Au lieu de se féliciter de l’existence d’une grande enquête nationale (ENVEFF) qui a permis pour la première fois en France d’évaluer le niveau des violences à l’encontre de l’ensemble de la population féminine (Jaspard et al 2003), É. Badinter, M. Iacub et H. Le Bras l’ont dénoncée en prétendant qu’elle n’était pas scientifique et qu’elle était l’expression d’un féminisme « victimiste ». Comme le rappelle Maryse Jaspard (2005), l’un des objectifs principaux de cette enquête était de produire des chiffres « fiables ». L’étude a porté sur un échantillon de 6 970 femmes de 20 à 59 ans, ayant vécu en couple dans les douze derniers mois précédant l’enquête. Les résultats de cette enquête ont montré qu’il y a, en France, environ 50 000 femmes par an victimes de viols et 9 % de femmes en couple victimes de « violences conjugales » diverses. Pour les chercheuses, il faut compter au nombre des violences conjugales, non seulement les violences physiques et les violences sexuelles mais également les violences psychologiques qui sont les plus nombreuses et n’ont rien d’anodin. Elles peuvent avoir au contraire des « effets dévastateurs » (Jaspard 2005, p. 37).
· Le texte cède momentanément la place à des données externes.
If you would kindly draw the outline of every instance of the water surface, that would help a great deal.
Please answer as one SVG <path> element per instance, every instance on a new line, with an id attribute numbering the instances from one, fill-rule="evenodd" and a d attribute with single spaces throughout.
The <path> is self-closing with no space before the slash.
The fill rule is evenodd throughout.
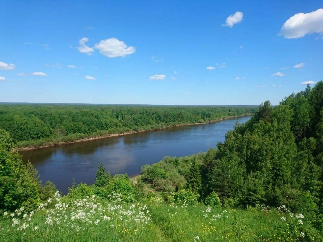
<path id="1" fill-rule="evenodd" d="M 22 151 L 38 170 L 43 184 L 50 180 L 63 194 L 75 182 L 94 183 L 97 169 L 102 162 L 112 175 L 138 174 L 143 165 L 159 161 L 165 156 L 180 157 L 206 151 L 224 140 L 235 123 L 250 117 L 234 118 L 206 124 L 177 126 Z"/>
Or c’est précisément cette notion de violence psychologique que contestent les détracteurs de cette enquête. S’il est vrai qu’il est plus grave d’être violée par son conjoint que d’être insultée par lui, il faut souligner néanmoins que ces différentes violences sont souvent inextricablement mêlées, même si ce n’est pas toujours le cas. M. Jaspard, comme précédemment l’ensemble des chercheuses de l’enquête ENVEFF, tient aux nuances : « pour les femmes en couple (…) les brutalités physiques peuvent démarrer très tôt et perdurer et, à l’opposé, des situations de harcèlement psychologique peuvent se dérouler plus progressivement, sans déboucher systématiquement sur des agressions physiques ou sexuelles » (2005, p. 48).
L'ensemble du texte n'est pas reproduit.